Les multinationales accaparaient le pouvoir, elles polissaient les âmes de leur règne souverain ; les fortunés établissaient les normes, définissaient les plus efficaces au bien-être de l’humanité ; chacun avait dicté ses inébranlables convictions.
Le pouvoir exécutif paradait, les mains nanties actionnaient grossièrement les fils de ces virtuelles poupées de chiffons dirigeantes de partis sans prestige. La pertinence n’avait plus l’utilité d’exister, elle se cantonnait à sembler.
Les pseudo-pouvoirs à la solde abdiquaient sous les dollars.
Les ombres décisionnaires nourrissaient soigneusement la moitié des hommes et abusaient de l’autre moitié.
La plus pourvue des parties vivait pour leur macabre expansion, l’autre mourait pour la première. De faim, de soif et de manque de vie.
Leur machination était grassement profitable, les ogres chocolatés farcissaient leurs marchandises dans le cortex des enfants ; leur évangélisation de la vie sécurisée, cadenassée, aseptisée était déterminée par les seuls codes de leur confort quadrillé.
Les messages se précipitaient, cognaient dans nos esprits pour mieux les infiltrer, s’imbibaient dans nos peaux, les écrans s’allumaient aux quatre coins du globe, même les plus démunis devraient accéder aux lois de l’innovant marché.
Tout était proprement disposé sous nos yeux, nul effort ne restait à faire ; nous devions nous comporter, manger, penser, récupérer nos forces, marcher comme ils le soutenaient. Leurs méthodes promettaient logiquement le bonheur sur mesure.
Ils savaient comment régénérer nos peurs, comment en tirer profit, nourrir nos différences, nous voir abdiquer vers une vie idéalement platonique ; ils nous bichonnaient comme un berger pourrait bichonner ses moutons. Nous bouffions leurs pets bienfaiteurs.
Ils massacraient. Sans cesse, ils trépanaient ; leur prophétie de destinée alimentaire s’articulait studieusement sur un vaste champ de combat, là se débattaient cochons égorgés vifs, folles vaches pendues, oiseaux de basse-cour goinfrés jusqu’au trépas, poules crevantes, phoques décharnés, oiseaux collés aux branches, poissons décimés, lapins d’élevage fusillés, plantations abreuvées de cancer ; tous ces cadavres finiraient nettoyés de toute suspicion, friands et harmonieusement empaquetés dans du plastoc pour nos beaux yeux.
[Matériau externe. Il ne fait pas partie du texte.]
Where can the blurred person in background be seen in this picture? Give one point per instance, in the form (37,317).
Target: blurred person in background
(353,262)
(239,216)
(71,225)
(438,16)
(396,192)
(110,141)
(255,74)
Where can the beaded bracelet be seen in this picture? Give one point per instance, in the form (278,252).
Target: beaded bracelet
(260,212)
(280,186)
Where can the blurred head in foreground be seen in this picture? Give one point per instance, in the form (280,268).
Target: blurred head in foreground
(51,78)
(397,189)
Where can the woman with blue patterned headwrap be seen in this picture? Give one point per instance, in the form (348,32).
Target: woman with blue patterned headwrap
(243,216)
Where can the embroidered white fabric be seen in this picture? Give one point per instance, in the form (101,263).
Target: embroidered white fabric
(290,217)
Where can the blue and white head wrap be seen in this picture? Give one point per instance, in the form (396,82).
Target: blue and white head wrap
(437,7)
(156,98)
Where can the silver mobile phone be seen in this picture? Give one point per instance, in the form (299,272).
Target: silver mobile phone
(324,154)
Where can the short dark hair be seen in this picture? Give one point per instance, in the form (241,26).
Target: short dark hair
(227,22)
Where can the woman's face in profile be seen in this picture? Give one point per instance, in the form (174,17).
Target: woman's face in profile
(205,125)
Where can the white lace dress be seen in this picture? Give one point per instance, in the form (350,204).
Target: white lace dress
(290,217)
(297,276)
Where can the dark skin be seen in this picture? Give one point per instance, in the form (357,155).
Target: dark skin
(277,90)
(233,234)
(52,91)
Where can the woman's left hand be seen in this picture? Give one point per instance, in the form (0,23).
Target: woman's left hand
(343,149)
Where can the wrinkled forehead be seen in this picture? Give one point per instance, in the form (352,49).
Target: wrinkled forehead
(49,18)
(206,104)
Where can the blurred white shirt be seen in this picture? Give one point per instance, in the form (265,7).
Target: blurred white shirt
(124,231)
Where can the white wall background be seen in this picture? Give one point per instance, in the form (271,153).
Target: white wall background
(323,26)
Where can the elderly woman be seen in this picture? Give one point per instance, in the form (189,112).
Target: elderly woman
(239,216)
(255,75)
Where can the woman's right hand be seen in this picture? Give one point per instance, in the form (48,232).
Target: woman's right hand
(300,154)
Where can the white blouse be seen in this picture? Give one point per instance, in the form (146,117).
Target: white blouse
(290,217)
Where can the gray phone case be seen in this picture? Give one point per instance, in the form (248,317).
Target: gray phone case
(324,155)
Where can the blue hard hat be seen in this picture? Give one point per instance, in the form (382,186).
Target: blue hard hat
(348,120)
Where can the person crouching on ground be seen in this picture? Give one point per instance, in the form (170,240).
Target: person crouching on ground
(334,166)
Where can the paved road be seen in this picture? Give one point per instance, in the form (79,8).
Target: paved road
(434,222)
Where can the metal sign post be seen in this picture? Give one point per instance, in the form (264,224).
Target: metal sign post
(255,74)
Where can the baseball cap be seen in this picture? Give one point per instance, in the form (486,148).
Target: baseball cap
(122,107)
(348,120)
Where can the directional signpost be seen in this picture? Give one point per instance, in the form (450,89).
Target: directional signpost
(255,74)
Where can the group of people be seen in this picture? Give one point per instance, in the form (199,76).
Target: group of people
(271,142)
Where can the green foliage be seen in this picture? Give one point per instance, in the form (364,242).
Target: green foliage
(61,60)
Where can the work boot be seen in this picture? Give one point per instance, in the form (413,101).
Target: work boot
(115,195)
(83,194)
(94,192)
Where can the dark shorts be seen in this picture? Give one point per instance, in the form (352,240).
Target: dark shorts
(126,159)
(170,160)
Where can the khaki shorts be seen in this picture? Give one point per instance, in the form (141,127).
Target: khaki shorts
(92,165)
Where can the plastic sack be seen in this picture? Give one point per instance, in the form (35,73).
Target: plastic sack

Nous avalions sans geindre, déjà trop bien absorbés par leurs visuels transplantés dans nos vies ; de nos cerveaux agonisants, nous les contemplions incruster scientifiquement leurs nouvelles créations mortifères dans nos esprits, nos corps et nos âmes.
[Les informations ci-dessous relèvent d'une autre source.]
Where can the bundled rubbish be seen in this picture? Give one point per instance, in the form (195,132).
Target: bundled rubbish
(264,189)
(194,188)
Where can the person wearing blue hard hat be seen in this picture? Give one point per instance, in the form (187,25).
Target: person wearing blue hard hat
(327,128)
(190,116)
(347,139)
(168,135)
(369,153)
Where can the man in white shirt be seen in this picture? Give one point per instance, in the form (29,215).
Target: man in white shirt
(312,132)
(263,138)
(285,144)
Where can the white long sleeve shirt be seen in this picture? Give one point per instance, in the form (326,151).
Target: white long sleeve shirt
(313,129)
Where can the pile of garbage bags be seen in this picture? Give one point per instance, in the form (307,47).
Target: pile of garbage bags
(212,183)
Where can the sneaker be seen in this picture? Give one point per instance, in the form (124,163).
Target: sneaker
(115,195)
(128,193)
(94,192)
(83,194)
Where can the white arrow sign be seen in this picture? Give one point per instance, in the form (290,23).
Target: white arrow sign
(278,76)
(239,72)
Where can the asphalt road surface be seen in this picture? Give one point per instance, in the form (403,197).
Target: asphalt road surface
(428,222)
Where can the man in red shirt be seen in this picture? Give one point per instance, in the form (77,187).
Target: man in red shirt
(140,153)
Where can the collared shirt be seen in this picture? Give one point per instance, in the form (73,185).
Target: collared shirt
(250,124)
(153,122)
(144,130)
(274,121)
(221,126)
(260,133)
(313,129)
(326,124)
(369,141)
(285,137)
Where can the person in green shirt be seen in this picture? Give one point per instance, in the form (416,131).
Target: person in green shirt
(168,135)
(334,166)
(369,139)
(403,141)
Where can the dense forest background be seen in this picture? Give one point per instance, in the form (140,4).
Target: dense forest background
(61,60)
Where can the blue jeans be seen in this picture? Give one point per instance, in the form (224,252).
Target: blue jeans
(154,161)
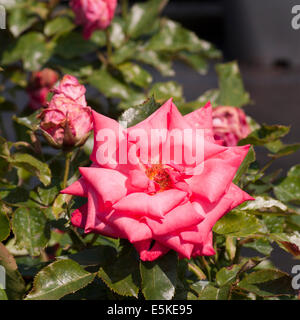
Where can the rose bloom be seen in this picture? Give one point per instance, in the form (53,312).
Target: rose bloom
(67,121)
(93,14)
(159,207)
(39,87)
(230,125)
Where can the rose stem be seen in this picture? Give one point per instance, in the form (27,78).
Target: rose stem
(67,169)
(108,44)
(124,8)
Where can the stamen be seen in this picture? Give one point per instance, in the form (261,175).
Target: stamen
(159,174)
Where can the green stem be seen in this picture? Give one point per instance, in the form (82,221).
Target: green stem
(67,169)
(124,8)
(108,44)
(207,267)
(197,271)
(94,239)
(237,253)
(76,239)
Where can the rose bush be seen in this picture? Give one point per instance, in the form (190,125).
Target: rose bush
(180,206)
(39,87)
(230,125)
(67,120)
(63,236)
(93,14)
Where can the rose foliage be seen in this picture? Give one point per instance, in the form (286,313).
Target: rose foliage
(93,205)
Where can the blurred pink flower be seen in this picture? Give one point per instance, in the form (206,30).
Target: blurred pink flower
(67,121)
(93,14)
(230,125)
(39,87)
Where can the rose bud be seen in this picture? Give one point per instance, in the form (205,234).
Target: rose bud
(230,125)
(155,200)
(39,87)
(93,14)
(67,120)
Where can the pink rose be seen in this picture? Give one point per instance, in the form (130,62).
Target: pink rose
(39,87)
(161,204)
(67,121)
(230,125)
(93,14)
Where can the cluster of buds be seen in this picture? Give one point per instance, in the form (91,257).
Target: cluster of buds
(230,125)
(67,120)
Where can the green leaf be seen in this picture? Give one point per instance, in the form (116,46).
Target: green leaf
(163,91)
(59,279)
(196,61)
(227,275)
(3,295)
(134,115)
(250,157)
(117,34)
(31,229)
(47,195)
(161,61)
(95,256)
(32,165)
(76,67)
(4,224)
(267,283)
(265,205)
(265,134)
(288,190)
(135,74)
(211,96)
(124,53)
(58,206)
(142,17)
(72,45)
(159,277)
(232,91)
(15,285)
(261,245)
(31,48)
(58,26)
(31,122)
(172,37)
(20,20)
(288,242)
(122,275)
(238,223)
(212,293)
(279,149)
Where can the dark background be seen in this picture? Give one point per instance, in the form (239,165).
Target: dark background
(259,35)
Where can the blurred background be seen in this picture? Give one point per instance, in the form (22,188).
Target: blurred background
(260,36)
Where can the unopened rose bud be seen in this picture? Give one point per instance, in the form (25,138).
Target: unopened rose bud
(39,87)
(67,121)
(93,14)
(230,125)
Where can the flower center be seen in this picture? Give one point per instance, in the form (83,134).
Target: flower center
(159,174)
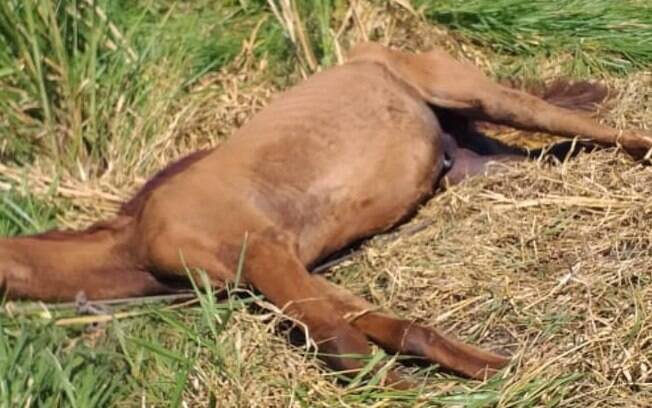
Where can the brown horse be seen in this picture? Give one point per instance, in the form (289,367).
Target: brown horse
(346,154)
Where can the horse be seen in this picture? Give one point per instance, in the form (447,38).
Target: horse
(350,152)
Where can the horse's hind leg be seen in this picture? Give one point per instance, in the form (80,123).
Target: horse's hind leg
(272,268)
(447,83)
(405,337)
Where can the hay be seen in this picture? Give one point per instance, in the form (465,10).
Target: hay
(551,264)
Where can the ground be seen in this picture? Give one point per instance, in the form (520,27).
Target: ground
(548,263)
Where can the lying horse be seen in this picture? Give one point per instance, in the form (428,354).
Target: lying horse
(346,154)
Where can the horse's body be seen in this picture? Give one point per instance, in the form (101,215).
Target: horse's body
(346,154)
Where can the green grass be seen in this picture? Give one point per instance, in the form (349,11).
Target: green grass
(76,77)
(87,86)
(596,36)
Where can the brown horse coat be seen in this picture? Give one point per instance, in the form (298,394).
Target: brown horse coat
(344,155)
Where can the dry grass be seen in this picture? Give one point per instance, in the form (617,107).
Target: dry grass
(551,264)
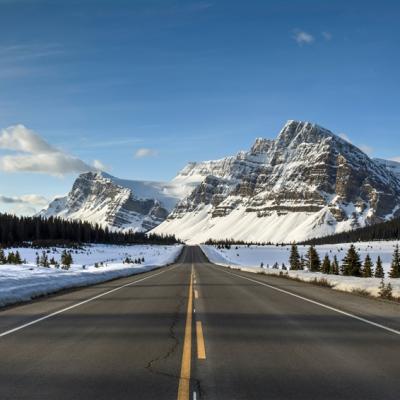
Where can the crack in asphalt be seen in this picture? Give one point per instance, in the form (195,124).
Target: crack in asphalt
(151,366)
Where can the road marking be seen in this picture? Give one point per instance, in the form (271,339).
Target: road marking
(337,310)
(201,348)
(184,380)
(18,328)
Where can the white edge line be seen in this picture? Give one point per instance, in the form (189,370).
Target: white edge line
(35,321)
(337,310)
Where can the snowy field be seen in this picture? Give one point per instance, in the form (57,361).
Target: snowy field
(250,259)
(24,282)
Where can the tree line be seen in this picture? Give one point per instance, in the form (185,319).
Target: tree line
(350,266)
(389,230)
(52,231)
Mais des belligérants subsistaient ; les récalcitrants paraissaient ne rien comprendre à notre système balisé ; cette minorité de perfides idéalistes ne souhaitait pas se soumettre, pis, ces utopistes blasphémaient l’ordre établi ou encore, critiquaient étrangement le chemin de la saine conduite ; ceux-là, nous devions, nous, le bien élevé peuple consommateur, les désigner des dix doigts, pour cela, il suffisait de claironner fort et haut leur perfidie, les décrire comme innommables, avancer notre haine légitime sans cessez-le-feu aucun ; il devenait convenant de nous démontrer l’essentielle évidence : leur liberté et leur démence apparaissaient dangereusement synonymes ; au pire, elles paraissaient inexcusables et surtout hors de notre temps ; ne vous conduisez pas comme ces hurluberlus, commandaient-ils aux humbles et paisibles commodes alignées ; les doux rêveurs se canalisaient finalement, sans véritables armées ni munitions, le risque demeurait insignifiant.
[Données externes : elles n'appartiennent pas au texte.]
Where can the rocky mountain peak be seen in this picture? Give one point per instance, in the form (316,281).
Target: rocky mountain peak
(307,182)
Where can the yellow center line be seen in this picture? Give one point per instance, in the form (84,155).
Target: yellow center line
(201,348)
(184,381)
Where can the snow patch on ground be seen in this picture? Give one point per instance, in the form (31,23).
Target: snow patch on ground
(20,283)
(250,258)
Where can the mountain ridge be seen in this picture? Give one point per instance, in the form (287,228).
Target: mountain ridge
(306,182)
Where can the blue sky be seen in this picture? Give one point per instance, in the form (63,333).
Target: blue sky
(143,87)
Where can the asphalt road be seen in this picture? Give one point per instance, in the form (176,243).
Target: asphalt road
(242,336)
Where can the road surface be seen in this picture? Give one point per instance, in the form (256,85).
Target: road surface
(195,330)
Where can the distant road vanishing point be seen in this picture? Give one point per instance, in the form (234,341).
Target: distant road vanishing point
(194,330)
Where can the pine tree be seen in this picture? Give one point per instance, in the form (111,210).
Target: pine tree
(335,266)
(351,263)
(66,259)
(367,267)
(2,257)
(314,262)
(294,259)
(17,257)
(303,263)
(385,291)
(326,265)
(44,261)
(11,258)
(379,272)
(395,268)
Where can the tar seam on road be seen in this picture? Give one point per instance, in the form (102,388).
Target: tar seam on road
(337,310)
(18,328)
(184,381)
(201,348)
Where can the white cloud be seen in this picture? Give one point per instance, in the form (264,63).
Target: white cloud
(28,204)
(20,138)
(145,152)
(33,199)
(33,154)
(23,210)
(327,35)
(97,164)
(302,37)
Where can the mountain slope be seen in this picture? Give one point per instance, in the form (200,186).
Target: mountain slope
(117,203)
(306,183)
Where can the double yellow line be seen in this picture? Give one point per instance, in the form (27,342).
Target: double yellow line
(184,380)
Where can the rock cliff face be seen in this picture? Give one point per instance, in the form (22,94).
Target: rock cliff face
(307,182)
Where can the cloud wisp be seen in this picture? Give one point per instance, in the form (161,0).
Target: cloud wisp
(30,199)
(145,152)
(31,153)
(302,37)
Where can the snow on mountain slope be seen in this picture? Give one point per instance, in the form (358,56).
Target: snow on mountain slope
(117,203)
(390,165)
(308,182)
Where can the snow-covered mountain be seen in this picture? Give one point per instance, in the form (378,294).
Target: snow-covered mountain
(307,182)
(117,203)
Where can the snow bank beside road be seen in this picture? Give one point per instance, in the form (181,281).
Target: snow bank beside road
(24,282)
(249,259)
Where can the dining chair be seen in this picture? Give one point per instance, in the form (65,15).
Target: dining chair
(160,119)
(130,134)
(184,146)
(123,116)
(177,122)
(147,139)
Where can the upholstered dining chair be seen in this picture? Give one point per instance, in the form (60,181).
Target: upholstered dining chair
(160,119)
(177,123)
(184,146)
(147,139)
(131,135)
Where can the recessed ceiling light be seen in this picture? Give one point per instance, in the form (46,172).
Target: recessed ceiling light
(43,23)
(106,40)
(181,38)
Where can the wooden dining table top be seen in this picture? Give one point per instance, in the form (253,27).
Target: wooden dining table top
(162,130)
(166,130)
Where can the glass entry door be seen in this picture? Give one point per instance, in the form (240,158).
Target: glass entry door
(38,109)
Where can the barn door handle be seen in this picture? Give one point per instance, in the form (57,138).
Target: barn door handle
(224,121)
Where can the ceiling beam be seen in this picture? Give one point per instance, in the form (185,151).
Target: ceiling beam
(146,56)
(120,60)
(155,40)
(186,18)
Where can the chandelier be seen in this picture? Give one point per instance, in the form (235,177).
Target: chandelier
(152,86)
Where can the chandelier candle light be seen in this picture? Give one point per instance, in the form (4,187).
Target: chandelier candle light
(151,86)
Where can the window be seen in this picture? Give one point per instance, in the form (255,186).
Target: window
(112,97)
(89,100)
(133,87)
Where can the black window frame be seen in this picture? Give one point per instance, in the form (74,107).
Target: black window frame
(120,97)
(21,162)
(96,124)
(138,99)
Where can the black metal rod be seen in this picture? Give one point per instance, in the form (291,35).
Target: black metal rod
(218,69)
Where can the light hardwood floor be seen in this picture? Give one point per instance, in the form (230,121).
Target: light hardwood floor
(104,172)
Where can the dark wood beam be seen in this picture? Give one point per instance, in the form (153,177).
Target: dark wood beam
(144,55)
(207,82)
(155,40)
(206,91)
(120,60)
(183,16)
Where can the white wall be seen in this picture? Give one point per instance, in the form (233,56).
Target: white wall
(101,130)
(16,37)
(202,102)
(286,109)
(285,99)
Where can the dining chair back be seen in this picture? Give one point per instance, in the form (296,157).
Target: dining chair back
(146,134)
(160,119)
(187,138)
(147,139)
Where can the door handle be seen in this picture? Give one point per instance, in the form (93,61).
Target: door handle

Cette vision apparaissait donc peu imaginable ; leur vendre une pincée de greenwashing infirmerait la tournure de leur insurrection ; à coup sûr, ils disparaîtraient s’éreinter les méninges verts dans les trous de leur campagne subsistante. L’avenir ne semblait pas être de leur camp.
Une rébellion écologique commune à l’humanité et tout était foutu.
Il tressaillit, réveillé par son improbable cauchemar ; synchroniquement, l’antique pendule tinta à cinq reprises ; bientôt, l’éclat du jour l’emporterait sur l’obscurité de la pièce où il se reposait ; il ouvrirait la porte de sa vieille bicoque de pierre, s’étirerait sur le perron comme chaque jour de sa discrète vie, admirerait la montagne et saluerait le temps, tel qu’il apparaîtrait.
De retour à la réalité, il pensa que cette journée du 24 octobre 1965 serait l’une des plus agréables de sa vie, que les merveilles qu’il percevait de son environnement ne pouvaient le faire songer à un autre avenir.
Laurent Michelot
Plaisir d'offrir
On sonne à ta porte, tu vas ouvrir, l’homme tend sa carte peinturlurée bleu-blanc-rouge, c’est le président de la République, sous son aisselle dorée, il porte un bagage, tu le laisses entrer.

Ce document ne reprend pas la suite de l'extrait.